A new report on fintech deals in the first quarter shows that investment in these companies climbed in the U.S. and Europe but fell in Asia.

  • Sheila Dang

Investment in financial technology companies rose in the U.S. and Europe during the first quarter of this year, while such deals declined in Asia, according to a new report.

Total fintech investment in the first quarter clocked in at $3.2 billion invested across 260 deals, down from $4.15 billion in the fourth quarter of 2016 and a comparatively modest total compared with 2015 and early 2016 levels, KPMG said in a new report, titled “The Pulse of Fintech.”

The U.S. led fintech investment in the first quarter, with $1.5 billion, “with investors focusing on late-stage, clear front-runner fintech companies,” said Anthony Rjeily, KPMG’s U.S. financial services fintech practice co-leader, in a statement accompanying the report. But investors increasingly turned their eye to Europe despite uncertainties related to Brexit, marking new turning points in the region.
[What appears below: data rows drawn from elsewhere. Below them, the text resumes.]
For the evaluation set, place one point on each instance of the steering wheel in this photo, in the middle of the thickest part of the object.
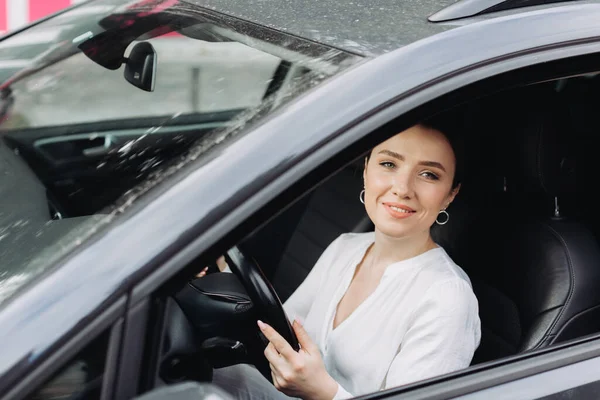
(266, 302)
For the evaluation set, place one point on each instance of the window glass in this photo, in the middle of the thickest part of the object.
(81, 377)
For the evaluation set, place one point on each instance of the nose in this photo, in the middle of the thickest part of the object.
(402, 185)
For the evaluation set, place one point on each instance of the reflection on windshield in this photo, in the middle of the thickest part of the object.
(82, 143)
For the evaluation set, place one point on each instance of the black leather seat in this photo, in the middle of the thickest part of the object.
(289, 246)
(536, 274)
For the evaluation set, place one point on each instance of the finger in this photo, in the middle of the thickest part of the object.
(221, 263)
(305, 341)
(271, 353)
(275, 381)
(281, 345)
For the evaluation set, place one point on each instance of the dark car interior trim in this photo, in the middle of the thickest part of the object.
(500, 372)
(132, 351)
(353, 143)
(112, 359)
(65, 349)
(470, 8)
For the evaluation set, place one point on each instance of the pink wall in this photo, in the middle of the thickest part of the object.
(41, 8)
(16, 13)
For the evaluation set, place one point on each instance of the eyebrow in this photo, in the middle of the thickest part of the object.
(400, 157)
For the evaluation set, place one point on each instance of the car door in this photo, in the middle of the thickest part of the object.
(509, 56)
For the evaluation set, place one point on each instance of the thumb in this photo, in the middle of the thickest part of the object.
(305, 341)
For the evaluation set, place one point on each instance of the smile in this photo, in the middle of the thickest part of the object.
(398, 211)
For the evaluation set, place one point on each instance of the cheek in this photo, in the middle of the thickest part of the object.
(376, 185)
(433, 196)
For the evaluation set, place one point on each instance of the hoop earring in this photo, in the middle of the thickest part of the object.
(447, 218)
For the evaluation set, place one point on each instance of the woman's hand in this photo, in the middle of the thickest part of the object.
(298, 374)
(221, 263)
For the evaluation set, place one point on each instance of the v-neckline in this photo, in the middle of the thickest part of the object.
(344, 289)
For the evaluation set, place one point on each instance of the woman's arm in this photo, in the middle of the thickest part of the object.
(299, 303)
(443, 335)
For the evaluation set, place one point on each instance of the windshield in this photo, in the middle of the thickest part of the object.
(96, 102)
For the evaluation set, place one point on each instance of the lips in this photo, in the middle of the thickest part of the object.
(398, 211)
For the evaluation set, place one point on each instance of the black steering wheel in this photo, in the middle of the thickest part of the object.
(266, 302)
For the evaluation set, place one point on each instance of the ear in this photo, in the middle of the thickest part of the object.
(452, 195)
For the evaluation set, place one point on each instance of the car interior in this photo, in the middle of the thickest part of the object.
(524, 226)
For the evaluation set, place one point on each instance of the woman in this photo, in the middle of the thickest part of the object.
(384, 308)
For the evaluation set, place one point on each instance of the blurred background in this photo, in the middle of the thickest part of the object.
(16, 13)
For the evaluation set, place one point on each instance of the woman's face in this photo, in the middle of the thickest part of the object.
(408, 180)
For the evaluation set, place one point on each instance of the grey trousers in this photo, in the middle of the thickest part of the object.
(245, 382)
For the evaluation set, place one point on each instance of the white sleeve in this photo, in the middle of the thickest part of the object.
(442, 337)
(299, 303)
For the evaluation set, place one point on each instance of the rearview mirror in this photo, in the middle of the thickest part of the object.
(140, 66)
(187, 391)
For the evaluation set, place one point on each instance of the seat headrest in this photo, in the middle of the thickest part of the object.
(539, 159)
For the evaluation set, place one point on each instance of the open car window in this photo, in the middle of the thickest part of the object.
(121, 93)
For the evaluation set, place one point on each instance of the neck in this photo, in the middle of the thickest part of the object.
(387, 250)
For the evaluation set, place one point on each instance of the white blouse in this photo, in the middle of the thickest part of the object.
(421, 321)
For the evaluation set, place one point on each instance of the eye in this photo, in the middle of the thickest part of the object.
(387, 164)
(430, 175)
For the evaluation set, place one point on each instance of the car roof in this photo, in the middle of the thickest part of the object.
(365, 27)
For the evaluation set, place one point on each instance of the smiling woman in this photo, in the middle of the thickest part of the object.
(391, 299)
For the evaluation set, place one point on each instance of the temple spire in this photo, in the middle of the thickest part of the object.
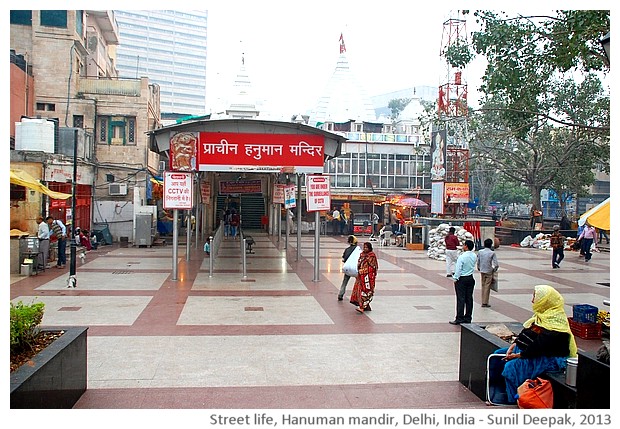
(343, 49)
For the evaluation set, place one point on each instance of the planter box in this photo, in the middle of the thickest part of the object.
(58, 377)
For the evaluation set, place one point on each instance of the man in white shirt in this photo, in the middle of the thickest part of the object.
(336, 221)
(43, 234)
(60, 230)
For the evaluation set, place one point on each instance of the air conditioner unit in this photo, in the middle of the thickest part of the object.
(117, 188)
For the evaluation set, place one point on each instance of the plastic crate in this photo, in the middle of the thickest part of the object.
(587, 331)
(585, 313)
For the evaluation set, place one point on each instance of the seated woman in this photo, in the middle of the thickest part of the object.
(544, 343)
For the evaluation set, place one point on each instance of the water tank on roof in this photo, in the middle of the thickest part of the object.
(35, 135)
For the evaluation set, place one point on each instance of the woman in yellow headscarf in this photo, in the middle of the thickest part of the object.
(543, 345)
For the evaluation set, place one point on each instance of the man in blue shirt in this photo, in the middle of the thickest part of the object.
(464, 284)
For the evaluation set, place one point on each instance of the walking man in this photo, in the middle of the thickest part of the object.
(464, 284)
(557, 243)
(44, 241)
(352, 240)
(60, 230)
(587, 237)
(487, 265)
(452, 251)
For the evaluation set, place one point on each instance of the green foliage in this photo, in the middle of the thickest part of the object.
(538, 126)
(25, 321)
(509, 192)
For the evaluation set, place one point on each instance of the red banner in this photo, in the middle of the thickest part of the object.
(260, 152)
(241, 187)
(457, 193)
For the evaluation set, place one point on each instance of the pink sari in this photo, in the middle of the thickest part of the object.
(364, 288)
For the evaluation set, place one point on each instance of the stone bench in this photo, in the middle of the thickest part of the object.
(592, 389)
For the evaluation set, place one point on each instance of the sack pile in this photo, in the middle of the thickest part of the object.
(436, 240)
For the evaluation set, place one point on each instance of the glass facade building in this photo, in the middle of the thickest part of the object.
(170, 48)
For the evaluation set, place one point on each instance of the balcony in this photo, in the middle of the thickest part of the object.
(415, 139)
(128, 87)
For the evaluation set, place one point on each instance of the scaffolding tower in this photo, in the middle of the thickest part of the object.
(452, 109)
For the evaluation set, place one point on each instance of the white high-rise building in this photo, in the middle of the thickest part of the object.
(170, 48)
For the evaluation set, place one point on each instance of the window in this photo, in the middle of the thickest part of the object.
(131, 135)
(21, 17)
(79, 22)
(117, 130)
(103, 130)
(49, 107)
(78, 121)
(18, 192)
(54, 18)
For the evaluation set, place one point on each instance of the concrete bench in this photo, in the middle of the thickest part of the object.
(591, 391)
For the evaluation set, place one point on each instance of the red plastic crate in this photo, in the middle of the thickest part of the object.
(587, 331)
(584, 313)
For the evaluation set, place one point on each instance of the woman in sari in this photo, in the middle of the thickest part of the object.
(364, 288)
(544, 343)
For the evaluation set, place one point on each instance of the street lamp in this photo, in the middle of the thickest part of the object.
(72, 280)
(605, 42)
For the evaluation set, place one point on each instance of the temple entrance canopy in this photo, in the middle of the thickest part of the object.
(242, 145)
(254, 154)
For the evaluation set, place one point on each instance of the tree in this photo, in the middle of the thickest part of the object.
(541, 154)
(544, 109)
(509, 192)
(397, 105)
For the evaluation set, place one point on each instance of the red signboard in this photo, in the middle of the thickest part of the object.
(457, 193)
(178, 190)
(260, 152)
(318, 194)
(183, 152)
(241, 187)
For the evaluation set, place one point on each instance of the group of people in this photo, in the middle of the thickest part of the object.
(460, 267)
(54, 230)
(232, 221)
(342, 221)
(367, 267)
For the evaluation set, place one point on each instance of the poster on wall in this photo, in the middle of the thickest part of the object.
(289, 196)
(457, 193)
(183, 152)
(318, 195)
(438, 155)
(178, 190)
(205, 192)
(278, 193)
(437, 197)
(298, 153)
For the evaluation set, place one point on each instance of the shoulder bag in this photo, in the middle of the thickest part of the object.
(535, 393)
(350, 265)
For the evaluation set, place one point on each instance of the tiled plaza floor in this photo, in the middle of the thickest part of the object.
(277, 338)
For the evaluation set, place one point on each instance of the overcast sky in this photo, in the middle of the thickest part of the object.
(291, 51)
(291, 48)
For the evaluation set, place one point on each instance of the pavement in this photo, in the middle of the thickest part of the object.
(277, 339)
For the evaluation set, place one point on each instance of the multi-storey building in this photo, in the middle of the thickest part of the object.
(170, 47)
(381, 157)
(83, 115)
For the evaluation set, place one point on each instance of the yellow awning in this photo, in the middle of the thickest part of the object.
(597, 216)
(20, 177)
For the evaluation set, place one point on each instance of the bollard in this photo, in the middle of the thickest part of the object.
(210, 256)
(245, 272)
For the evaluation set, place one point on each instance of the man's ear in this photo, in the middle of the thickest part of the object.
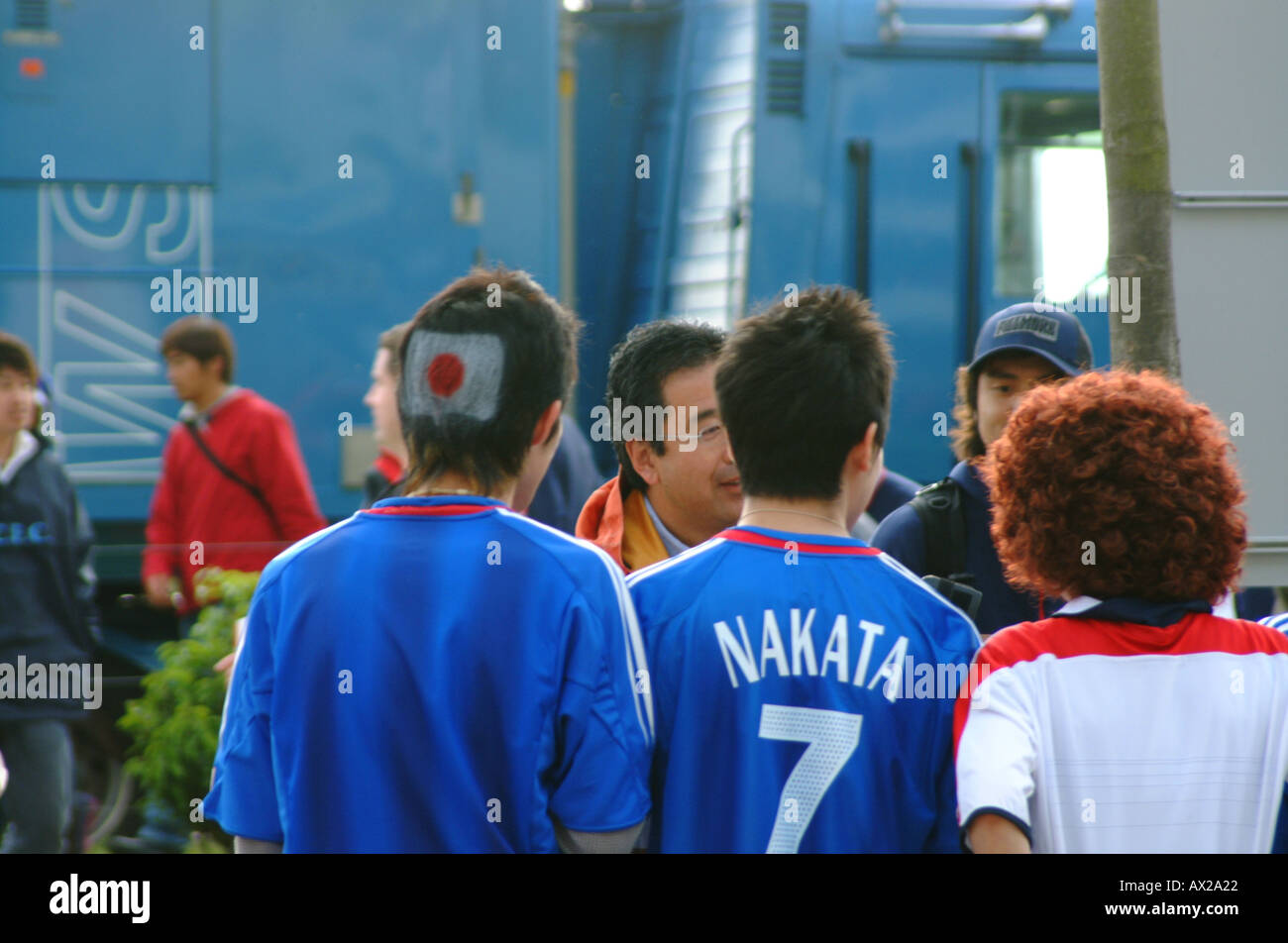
(864, 453)
(643, 460)
(548, 423)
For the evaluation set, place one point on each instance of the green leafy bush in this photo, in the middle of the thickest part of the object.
(175, 724)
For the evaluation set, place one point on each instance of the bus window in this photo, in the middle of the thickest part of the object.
(1050, 209)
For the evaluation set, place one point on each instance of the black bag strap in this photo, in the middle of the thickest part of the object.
(232, 475)
(943, 523)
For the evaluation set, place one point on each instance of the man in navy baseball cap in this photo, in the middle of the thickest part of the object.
(1050, 333)
(943, 531)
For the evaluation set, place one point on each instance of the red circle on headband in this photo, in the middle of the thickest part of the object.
(446, 375)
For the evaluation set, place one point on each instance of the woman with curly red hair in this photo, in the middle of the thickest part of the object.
(1104, 727)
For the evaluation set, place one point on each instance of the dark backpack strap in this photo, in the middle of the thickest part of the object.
(943, 524)
(191, 425)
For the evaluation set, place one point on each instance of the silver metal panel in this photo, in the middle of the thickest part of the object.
(1225, 93)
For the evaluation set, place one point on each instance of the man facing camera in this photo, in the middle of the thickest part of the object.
(786, 631)
(677, 484)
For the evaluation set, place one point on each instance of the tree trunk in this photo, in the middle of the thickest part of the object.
(1142, 324)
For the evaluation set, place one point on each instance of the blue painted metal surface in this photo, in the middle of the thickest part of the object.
(410, 90)
(224, 162)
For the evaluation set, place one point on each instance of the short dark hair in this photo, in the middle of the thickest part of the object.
(799, 385)
(539, 348)
(391, 342)
(17, 356)
(640, 365)
(201, 338)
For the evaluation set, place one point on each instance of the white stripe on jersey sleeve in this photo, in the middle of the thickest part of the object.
(1279, 621)
(631, 637)
(636, 660)
(662, 566)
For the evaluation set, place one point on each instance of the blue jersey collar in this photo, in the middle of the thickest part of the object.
(434, 505)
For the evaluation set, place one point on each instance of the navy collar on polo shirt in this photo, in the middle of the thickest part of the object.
(1131, 609)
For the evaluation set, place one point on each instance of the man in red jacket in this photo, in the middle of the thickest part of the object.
(233, 488)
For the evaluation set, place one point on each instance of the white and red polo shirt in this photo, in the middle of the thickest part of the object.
(1095, 731)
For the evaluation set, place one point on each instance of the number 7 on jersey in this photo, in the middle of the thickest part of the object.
(832, 737)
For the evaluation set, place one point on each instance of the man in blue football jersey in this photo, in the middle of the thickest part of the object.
(439, 673)
(803, 681)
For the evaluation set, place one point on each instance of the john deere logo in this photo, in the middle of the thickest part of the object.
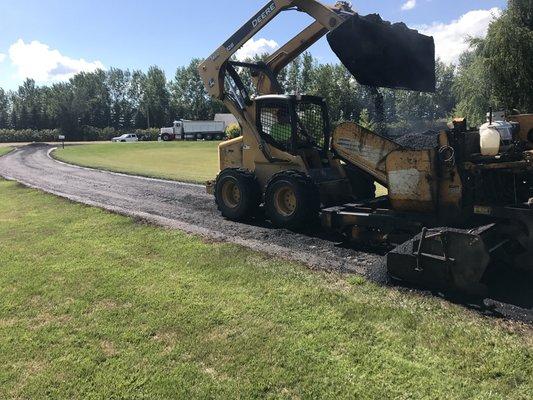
(266, 12)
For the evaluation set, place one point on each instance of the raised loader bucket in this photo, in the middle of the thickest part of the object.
(378, 53)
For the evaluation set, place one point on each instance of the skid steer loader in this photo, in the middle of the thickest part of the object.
(289, 159)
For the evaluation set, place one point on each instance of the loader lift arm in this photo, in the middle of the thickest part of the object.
(213, 69)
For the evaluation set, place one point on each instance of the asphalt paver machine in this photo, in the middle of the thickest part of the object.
(451, 211)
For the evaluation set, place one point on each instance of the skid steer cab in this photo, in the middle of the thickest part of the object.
(291, 171)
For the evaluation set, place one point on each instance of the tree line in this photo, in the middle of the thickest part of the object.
(496, 71)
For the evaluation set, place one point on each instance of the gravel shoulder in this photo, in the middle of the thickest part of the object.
(187, 207)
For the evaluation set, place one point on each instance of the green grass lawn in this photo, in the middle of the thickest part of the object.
(195, 162)
(183, 161)
(96, 306)
(5, 150)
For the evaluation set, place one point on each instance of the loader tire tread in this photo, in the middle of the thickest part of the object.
(309, 200)
(250, 190)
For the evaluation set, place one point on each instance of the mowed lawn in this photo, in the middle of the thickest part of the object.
(195, 162)
(98, 306)
(183, 161)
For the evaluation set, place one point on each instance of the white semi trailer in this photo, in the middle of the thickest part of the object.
(194, 130)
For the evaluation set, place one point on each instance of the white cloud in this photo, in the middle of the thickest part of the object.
(409, 5)
(37, 61)
(254, 47)
(451, 39)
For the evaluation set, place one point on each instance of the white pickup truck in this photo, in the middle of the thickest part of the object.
(194, 130)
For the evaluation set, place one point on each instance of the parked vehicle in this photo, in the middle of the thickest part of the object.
(228, 119)
(126, 138)
(194, 130)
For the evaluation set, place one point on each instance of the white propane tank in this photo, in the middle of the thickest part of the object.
(495, 137)
(489, 140)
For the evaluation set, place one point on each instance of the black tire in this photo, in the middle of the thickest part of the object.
(237, 194)
(292, 200)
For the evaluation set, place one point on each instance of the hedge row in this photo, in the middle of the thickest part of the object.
(86, 134)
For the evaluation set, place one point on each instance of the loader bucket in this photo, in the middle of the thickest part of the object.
(378, 53)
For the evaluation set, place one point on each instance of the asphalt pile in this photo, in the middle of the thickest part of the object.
(418, 141)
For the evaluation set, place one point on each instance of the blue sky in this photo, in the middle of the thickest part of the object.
(51, 39)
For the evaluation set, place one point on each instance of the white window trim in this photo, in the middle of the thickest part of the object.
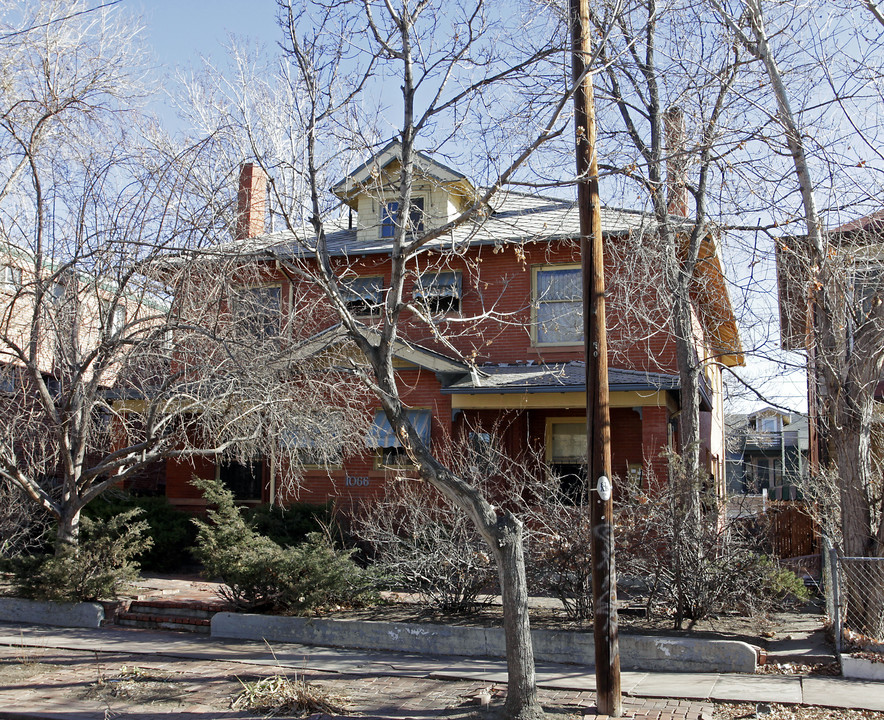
(284, 302)
(535, 302)
(385, 203)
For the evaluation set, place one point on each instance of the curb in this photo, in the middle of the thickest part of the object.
(637, 652)
(42, 612)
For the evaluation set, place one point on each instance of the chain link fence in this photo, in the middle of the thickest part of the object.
(854, 592)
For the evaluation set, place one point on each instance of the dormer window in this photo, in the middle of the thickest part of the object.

In Europe, investors pumped some $880 million into 89 deals during the quarter, of which venture capital accounted for $610 million, the strongest-ever quarter for European VC fintech deals, KPMG said.

The three largest European deals in the first quarter match the worldwide trend, as “payments and lending continue to attract the most funding globally,” said Brian Hughes, national co-lead partner of KPMG’s venture capital practice, in the U.S, in the statement. iZettle, a Swedish mobile payments processor, claimed the largest deal of $175.2 million in Series D funding, while Atom Bank, the first bank built for mobile-only in the U.K., landed $103.6 million during the quarter. Funding Circle had the third largest deal at $101.1 million for its peer-to-peer lending marketplace.

The median fintech deal size increased in Europe during the period, to $3.17 million. This may demonstrate a preference among investors for mature fintech companies that are safer during uncertain times such as Brexit, KPMG noted.

Payments and lending also accounted for the largest deals in Asia, such as $200 million in funding for Mumbai-based Paytm E-Commerce from investors including Alibaba, as reported by Reuters last month . Another was Chinese startup Yongqianbao, a provider of small loans, which received $68 million in Series C funding.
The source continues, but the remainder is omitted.